Cinq mois plus tard, les ABF émettaient, contre toute attente, un avis défavorable, tout comme Muriel Genthon, la directrice régionale des affaires culturelles d'Ile-de-France, obligeant ainsi le Préfet de Paris à refuser la délivrance du permis de construire. Muriel Genthon estime que le projet d'église aux cinq bulbes dorés menace la bonne conservation du Palais de l'Alma voisin et porte atteinte à la perception de ce bâtiment.
"Toutes les précautions ont été prises par des professionnels comme Bouygues, Nexicity et le prestigieux bureau d'études Egis pour assurer la bonne conservation du Palais de l'Alma, réplique Me Fauquet. Ce grief est de pure circonstance". A l'appui de ses accusations contre Aurélie Filippetti, l'avocat a joint à sa plainte l'enregistrement clandestin d'une réunion de travail tenue le 16 octobre 2012 à l'ambassade de Russie. Alexandre Orlov, l'ambassadeur, y déclare notamment :"Nous avons parlé avec les personnes concernées qui nous ont avoué avoir reçu des instructions de faire un avis défavorable". Et de préciser: "Madame Genthon m'a dit elle-même qu'on lui a donné des instructions de donner un avis défavorable. Voilà! Elle a dit qu'elle a eu ces instructions et qu'elle ne pouvait pas passer outre. C'est son ministre qui lui a dit". Contacté par L'Express, le Ministère mis en cause assure qu'"il n'y a eu aucune instruction de la Ministre" et soutient que les avis des ABF et de la DRAC portaient essentiellement sur "un problème de cohérence architecturale dans un site classé".
Selon Me Fauquet, "Aurélie Filippetti a surtout voulu faire plaisir à son ami Bertrand Delanoë, opposé depuis le début au projet de Manuel Yanowsky". Depuis le choix de l'architecte espagnol, désigné par un jury international de sept russes et sept français, le maire socialiste de Paris n'a jamais caché son hostilité à l'encontre de cette église, élément central d'un grand centre spirituel et culturel orthodoxe édifié à la place du siège de Meteo France, vendu 60 millions d'euros à la Fédération de Russie en mars 2010. Un projet de 34 millions d'euros porté par Nicolas Sarkozy, ravi de faire plaisir à Vladimir Poutine, qui le porte dans son coeur.

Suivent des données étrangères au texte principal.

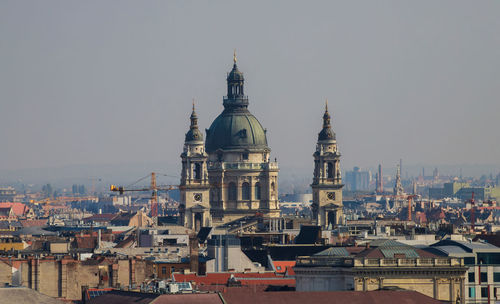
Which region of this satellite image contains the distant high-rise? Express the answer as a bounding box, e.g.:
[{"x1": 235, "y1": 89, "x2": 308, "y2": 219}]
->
[
  {"x1": 394, "y1": 165, "x2": 404, "y2": 196},
  {"x1": 345, "y1": 167, "x2": 370, "y2": 191},
  {"x1": 376, "y1": 164, "x2": 384, "y2": 193}
]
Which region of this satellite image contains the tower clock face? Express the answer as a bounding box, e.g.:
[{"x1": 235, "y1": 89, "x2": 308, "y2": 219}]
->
[{"x1": 326, "y1": 192, "x2": 335, "y2": 200}]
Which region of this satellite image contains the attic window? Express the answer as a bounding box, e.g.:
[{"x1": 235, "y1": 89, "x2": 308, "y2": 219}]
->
[{"x1": 238, "y1": 129, "x2": 247, "y2": 138}]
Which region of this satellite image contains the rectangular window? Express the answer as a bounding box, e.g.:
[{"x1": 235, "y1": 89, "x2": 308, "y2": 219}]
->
[
  {"x1": 481, "y1": 272, "x2": 488, "y2": 283},
  {"x1": 469, "y1": 287, "x2": 476, "y2": 298},
  {"x1": 481, "y1": 287, "x2": 488, "y2": 298}
]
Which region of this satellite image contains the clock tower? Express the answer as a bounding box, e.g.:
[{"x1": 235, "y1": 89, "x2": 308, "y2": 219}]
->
[
  {"x1": 311, "y1": 102, "x2": 344, "y2": 229},
  {"x1": 179, "y1": 103, "x2": 212, "y2": 231}
]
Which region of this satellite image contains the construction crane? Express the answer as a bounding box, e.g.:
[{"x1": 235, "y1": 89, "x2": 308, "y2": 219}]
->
[
  {"x1": 408, "y1": 194, "x2": 417, "y2": 221},
  {"x1": 109, "y1": 172, "x2": 178, "y2": 226},
  {"x1": 470, "y1": 191, "x2": 476, "y2": 232}
]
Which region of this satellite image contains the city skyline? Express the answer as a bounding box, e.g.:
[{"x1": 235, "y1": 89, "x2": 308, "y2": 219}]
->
[{"x1": 0, "y1": 2, "x2": 500, "y2": 178}]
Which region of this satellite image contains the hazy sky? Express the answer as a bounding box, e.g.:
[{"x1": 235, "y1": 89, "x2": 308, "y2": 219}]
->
[{"x1": 0, "y1": 0, "x2": 500, "y2": 178}]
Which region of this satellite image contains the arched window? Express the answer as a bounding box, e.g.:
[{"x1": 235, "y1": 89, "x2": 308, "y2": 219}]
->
[
  {"x1": 194, "y1": 163, "x2": 201, "y2": 180},
  {"x1": 241, "y1": 182, "x2": 250, "y2": 201},
  {"x1": 255, "y1": 182, "x2": 260, "y2": 199},
  {"x1": 228, "y1": 183, "x2": 236, "y2": 201},
  {"x1": 271, "y1": 182, "x2": 276, "y2": 199},
  {"x1": 326, "y1": 163, "x2": 334, "y2": 178}
]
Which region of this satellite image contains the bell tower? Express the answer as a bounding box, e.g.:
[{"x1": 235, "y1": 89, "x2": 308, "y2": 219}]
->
[
  {"x1": 311, "y1": 101, "x2": 344, "y2": 229},
  {"x1": 179, "y1": 101, "x2": 212, "y2": 231}
]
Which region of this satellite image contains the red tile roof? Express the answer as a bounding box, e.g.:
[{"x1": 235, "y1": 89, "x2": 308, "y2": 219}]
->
[
  {"x1": 19, "y1": 219, "x2": 47, "y2": 227},
  {"x1": 173, "y1": 272, "x2": 295, "y2": 286},
  {"x1": 273, "y1": 261, "x2": 296, "y2": 273},
  {"x1": 83, "y1": 213, "x2": 118, "y2": 222},
  {"x1": 0, "y1": 203, "x2": 29, "y2": 216}
]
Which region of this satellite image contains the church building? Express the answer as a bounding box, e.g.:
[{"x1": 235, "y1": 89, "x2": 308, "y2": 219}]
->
[{"x1": 179, "y1": 55, "x2": 342, "y2": 231}]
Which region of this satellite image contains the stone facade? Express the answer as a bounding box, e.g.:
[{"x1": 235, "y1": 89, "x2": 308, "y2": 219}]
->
[
  {"x1": 0, "y1": 257, "x2": 152, "y2": 300},
  {"x1": 179, "y1": 103, "x2": 212, "y2": 231},
  {"x1": 179, "y1": 59, "x2": 280, "y2": 230},
  {"x1": 311, "y1": 106, "x2": 344, "y2": 229}
]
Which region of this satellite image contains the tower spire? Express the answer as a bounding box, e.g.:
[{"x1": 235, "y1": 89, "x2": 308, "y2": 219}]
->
[
  {"x1": 318, "y1": 100, "x2": 335, "y2": 140},
  {"x1": 185, "y1": 98, "x2": 203, "y2": 142}
]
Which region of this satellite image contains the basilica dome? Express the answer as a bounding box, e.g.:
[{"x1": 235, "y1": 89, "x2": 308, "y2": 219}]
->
[
  {"x1": 205, "y1": 109, "x2": 268, "y2": 153},
  {"x1": 205, "y1": 58, "x2": 269, "y2": 153}
]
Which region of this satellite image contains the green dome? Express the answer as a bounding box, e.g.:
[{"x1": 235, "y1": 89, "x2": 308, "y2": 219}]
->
[{"x1": 205, "y1": 109, "x2": 269, "y2": 153}]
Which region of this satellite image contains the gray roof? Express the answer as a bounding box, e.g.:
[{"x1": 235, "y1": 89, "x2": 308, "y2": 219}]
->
[
  {"x1": 431, "y1": 239, "x2": 500, "y2": 253},
  {"x1": 315, "y1": 247, "x2": 349, "y2": 256}
]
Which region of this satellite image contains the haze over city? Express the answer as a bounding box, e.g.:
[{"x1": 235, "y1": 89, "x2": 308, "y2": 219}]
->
[{"x1": 0, "y1": 1, "x2": 500, "y2": 185}]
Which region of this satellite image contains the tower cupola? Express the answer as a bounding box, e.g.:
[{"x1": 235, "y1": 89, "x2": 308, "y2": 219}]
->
[
  {"x1": 223, "y1": 51, "x2": 248, "y2": 109},
  {"x1": 185, "y1": 101, "x2": 203, "y2": 143},
  {"x1": 318, "y1": 101, "x2": 335, "y2": 141}
]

Un an après la désignation de Manuel Yanowsky, la mairie de Paris publiait, le 27 février 2012, un communiqué au vitriol contre cette "architecture de pastiche qui relève d'une ostentation tout à fait inadaptée au site classé au patrimoine mondial de l'Unesco ou à la perspective de la Tour Eiffel". Estimant que le maire a mené une campagne de déstabilisation contre lui, l'architecte espagnol assigne également Bertrand Delanoë pour "violation des obligations contractuelles découlant du concours auquel la ville de Paris avait participé", et lui réclame 10 millions d'euros. Sollicitée par L'Express, la mairie de Paris n'a pas souhaité s'exprimer.
Le maire n'a qu'un avis consultatif, mais il soutenait le projet de l'architecte Frédéric Borel, arrivé troisième derrière Jean-Michel Wilmotte - qui a finalement remplacé Manuel Yanowsky et a annoncé qu'il reprenait le projet à zéro. Lui aussi est assigné en justice par son rival espagnol, tout comme la Fédération de Russie. Manuel Yanowsky estime que la résiliation unilatérale de son contrat n'est pas valable.
Cette dernière affaire doit être examinée en référé le 17 juin devant le Tribunal de grande instance (TGI) de Paris.